More accurate estimate on parquet row groups size #11258

jinyangli34 · 2024-10-04T16:53:23Z

Context:
When writing data to parquet, the data could be in memory buffer, encoded as page, or in mixed state. The size of in memory data could be much larger than encoded page. The row group size could be even smaller after the final compression.
This makes it difficult to estimate the current row group size, and result in creating much smaller row-group than write.parquet.row-group-size-bytes config

Fix:
Use the previous in memory vs written ratios to make estimation on current row group

Testing:
Writing 50 columns with 1MB row group size, using columnName + i as data
(wide columns and small row group size can reduce the chance of encoding happens)

Before fix:
Block 1 compressed size: 30792
Block 2 compressed size: 30793
Block 3 compressed size: 30791
Block 4 compressed size: 30935
Block 5 compressed size: 30838
Block 6 compressed size: 30825
Block 7 compressed size: 30843
Block 8 compressed size: 30839


After fix:
Block 1 compressed size: 1007783
Block 2 compressed size: 1051313
Block 3 compressed size: 1056900
Block 4 compressed size: 1056199
Block 5 compressed size: 1059470
Block 6 compressed size: 1058124
Block 7 compressed size: 1060285
Block 8 compressed size: 1057551

jinyangli34 · 2024-10-08T00:15:12Z

spark/v3.5/spark/src/test/java/org/apache/iceberg/spark/actions/TestRewriteDataFilesAction.java

+    Table table = createTable(6);
+    shouldHaveFiles(table, 6);


After this change, the test table has smaller number of row groups. Small change like 4->3 may cause small tail when generating taskGroups
Size of taskGroups with 4 -> 3: [197078, 188542, 189047, 15617]

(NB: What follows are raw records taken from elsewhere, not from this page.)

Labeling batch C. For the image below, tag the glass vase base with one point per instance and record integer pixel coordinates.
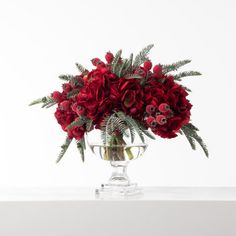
(114, 190)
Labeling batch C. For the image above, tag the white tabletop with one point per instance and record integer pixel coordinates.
(148, 193)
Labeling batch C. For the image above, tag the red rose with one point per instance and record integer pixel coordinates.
(161, 119)
(164, 107)
(131, 96)
(157, 70)
(151, 122)
(65, 105)
(66, 87)
(150, 109)
(95, 61)
(147, 65)
(109, 57)
(94, 98)
(57, 96)
(76, 132)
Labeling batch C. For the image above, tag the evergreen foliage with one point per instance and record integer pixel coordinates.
(142, 56)
(175, 66)
(64, 148)
(78, 122)
(46, 101)
(190, 132)
(81, 147)
(72, 93)
(66, 77)
(80, 68)
(185, 74)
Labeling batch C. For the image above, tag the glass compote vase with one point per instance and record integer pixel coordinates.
(119, 151)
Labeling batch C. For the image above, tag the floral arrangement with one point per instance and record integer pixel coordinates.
(120, 96)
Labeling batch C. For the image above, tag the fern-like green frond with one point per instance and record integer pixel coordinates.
(133, 76)
(190, 139)
(80, 68)
(81, 147)
(38, 101)
(72, 93)
(115, 62)
(128, 67)
(64, 148)
(190, 132)
(142, 56)
(186, 88)
(66, 77)
(175, 66)
(49, 102)
(186, 74)
(78, 122)
(110, 126)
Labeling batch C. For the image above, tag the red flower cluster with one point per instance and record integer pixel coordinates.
(153, 99)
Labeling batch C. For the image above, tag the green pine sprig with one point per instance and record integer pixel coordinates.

Using 6 -> 3 can have better tolerance.

I'm not sure I understand why changes to this test are being made

4/3 may produce groups with [1.4, 1.3, 1.3] or [1.3, 1.3, 1.3, 0.1]
The testing data generates [197078, 188542, 189047, 15617] with small tail.
Using 4/2 or 6/3 can make test more robust.

edgarRd · 2024-10-08T15:13:34Z

parquet/src/main/java/org/apache/iceberg/parquet/ParquetWriter.java

@@ -185,9 +190,17 @@ public List<Long> splitOffsets() {
    return null;
  }

+  private long estimateBufferSize() {
+    if (totalRowGroupSize == 0 || totalBufferSize == 0) {


Should this also fallback to writeStore.getBufferedSize() when currentBufferSize == 0? Likely it'd be 0 since I don't see other case, but I feel that'd make it consistent on the fallbacks.

edgarRd · 2024-10-08T15:14:17Z

parquet/src/main/java/org/apache/iceberg/parquet/ParquetWriter.java

@@ -185,9 +190,17 @@ public List<Long> splitOffsets() {
    return null;
  }

+  private long estimateBufferSize() {


Rename estimateBufferSize to estimateBufferedSize for naming consistency.

Also, can we add a few comments about the estimation logic? i.e. what the ratio totalRowGroupSize / totalBufferSize means as estimating the ratio of size reduction to match closely what will be written out encoded/compressed.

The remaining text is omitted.